Agravo de Instrumento n. 2174676-63.2018.8.26.0000

Comarca: Taubaté

Agravantes: Laion Henrique da Silva Messias e outros

Agravado: O Juízo

Voto n. 41.942

AGRAVO DE INSTRUMENTO. INVENTÁRIO. Provimento que determinou a juntada das matrículas dos bens a inventariar, consignando que somente seriam partilháveis aqueles sobre os quais a falecida exercesse o domínio. Irresignação. Acolhida imperativa. Exegese do artigo 620, inciso IV, alínea ‘g’, do Código de Processo Civil. Possibilidade de partilha de direitos pessoais e possessórios incidentes sobre o bem, sobretudo daqueles derivados de compromisso de compra e venda. Precedentes. DECISÃO REFORMADA. AGRAVO PROVIDO.

1. Trata-se de agravo de instrumento interposto contra a r. decisão reproduzida em fl. 10, da lavra do MM. Juiz de Direito Jorge Alberto Passos Rodrigues, que nos autos da ação de inventário, decidiu que “a sucessão só ocorre sobre os bens dos quais o finado era o titular, [de modo que] deverá a parte inventariante juntar cópias atualizadas das matrículas dos imóveis, com comprovação da propriedade pelo falecido. Anoto, ainda, que em caso de impossibilidade de se efetuar o registro, o bem imóvel deverá ser excluído da partilha no presente inventário para eventual ajuizamento de ação de usucapião” (fl. 10).

Buscam os recorrentes, pelas razões de fls. 01/05, a reforma da r. decisão, afastando-se a exigência do i. Juízo a quo no que toca à juntada das matrículas de imóveis, aduzindo ser possível a partilha de direitos possessórios sobre os bens imóveis, independentemente de prévio registro.

O recurso foi processado, com atribuição de efeito suspensivo, dispensadas as informações e a apresentação de contraminuta, diante da natureza do feito (fl. 46).

É O RELATÓRIO.

2. Respeitado o entendimento adotado pela r. decisão recorrida, assiste razão aos recorrentes.

Anote-se, de saída, que, na forma do disposto no artigo 620, inciso IV, do Código de Processo Civil, o inventariante fará as primeiras declarações exarando: “IV – a relação completa e individualizada de todos os bens do espólio, inclusive aqueles que devem ser conferidos à colação, e dos bens alheios que nele forem encontrados, descrevendo-se: (…) g) direitos e ações”.

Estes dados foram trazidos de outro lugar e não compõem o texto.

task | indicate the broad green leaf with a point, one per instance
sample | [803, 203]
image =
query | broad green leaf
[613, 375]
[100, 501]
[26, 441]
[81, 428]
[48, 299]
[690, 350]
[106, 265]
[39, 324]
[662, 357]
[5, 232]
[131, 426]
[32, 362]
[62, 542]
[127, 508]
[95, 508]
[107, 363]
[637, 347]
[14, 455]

Entende-se, pois, que o inventário, enquanto procedimento que visa a formalizar a sucessão causa mortis dos bens e direitos da falecida, transmissão dada a partir da saisine (artigo 1.784, CC), abrange todas as posições jurídicas que compunham a esfera patrimonial da de cujus, inclusive aqueles direitos subjetivos de natureza não real incidentes sobre bens imóveis, que ostentam cabal expressão econômica.

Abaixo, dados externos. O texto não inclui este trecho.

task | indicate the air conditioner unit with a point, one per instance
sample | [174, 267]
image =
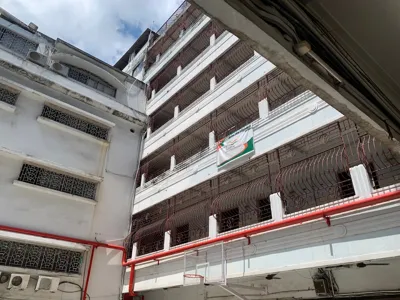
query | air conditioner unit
[59, 68]
[47, 283]
[18, 281]
[4, 277]
[37, 58]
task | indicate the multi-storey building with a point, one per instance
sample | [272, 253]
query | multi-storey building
[70, 135]
[309, 211]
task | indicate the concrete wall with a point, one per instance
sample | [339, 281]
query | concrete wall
[304, 114]
[114, 163]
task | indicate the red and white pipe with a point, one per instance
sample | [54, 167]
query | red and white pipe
[245, 233]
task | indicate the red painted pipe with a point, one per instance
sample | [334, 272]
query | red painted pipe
[319, 214]
[73, 240]
[88, 275]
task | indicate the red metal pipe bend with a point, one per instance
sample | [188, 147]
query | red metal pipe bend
[315, 215]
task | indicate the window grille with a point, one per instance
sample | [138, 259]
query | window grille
[22, 255]
[16, 42]
[91, 80]
[8, 96]
[75, 122]
[56, 181]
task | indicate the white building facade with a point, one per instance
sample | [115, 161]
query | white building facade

Com efeito, nada impede que o viúvo-meeiro e os herdeiros sucedam nos direitos de natureza pessoal e/ou possessória ostentados pela falecida sobre bens imóveis, notadamente os derivados de compromisso de compra e venda, sem prejuízo de posterior adjudicação ou busca do provimento declaratório de usucapião, pela via própria.

Em casos parelhos, já decidiu este E. Tribunal:

“Ementa: Agravo de Instrumento – Ação de Inventário Insurgência contra decisão que decidiu pela impossibilidade de inventariar bem imóvel que não é de propriedade da de cujus – Bem adquirido por meio de escritura de compra e venda não registrado – Direitos sobre o imóvel que podem ser partilhados Art. 993, IV, alínea g, do CPC Precedente do C. STJ – Recurso provido” (Agravo de Instrumento nº 2167933-42.2015.8.26.0000, Rel. Luiz Antonio Costa, j. 07.12.2015).

E também:

“Agravo de instrumento. Arrolamento. Decisão que indeferiu o pedido de partilha de direito possessório. Inadmissibilidade. Exegese do artigo 993, IV, letra ‘g’, do CPC. Possibilidade da partilha de direitos. Precedentes jurisprudenciais. Decisão reformada. Recurso provido” (Agravo de Instrumento nº 2182282-50.2015.8.26.0000, Rel. Fábio Quadros, j. 08.10.2015).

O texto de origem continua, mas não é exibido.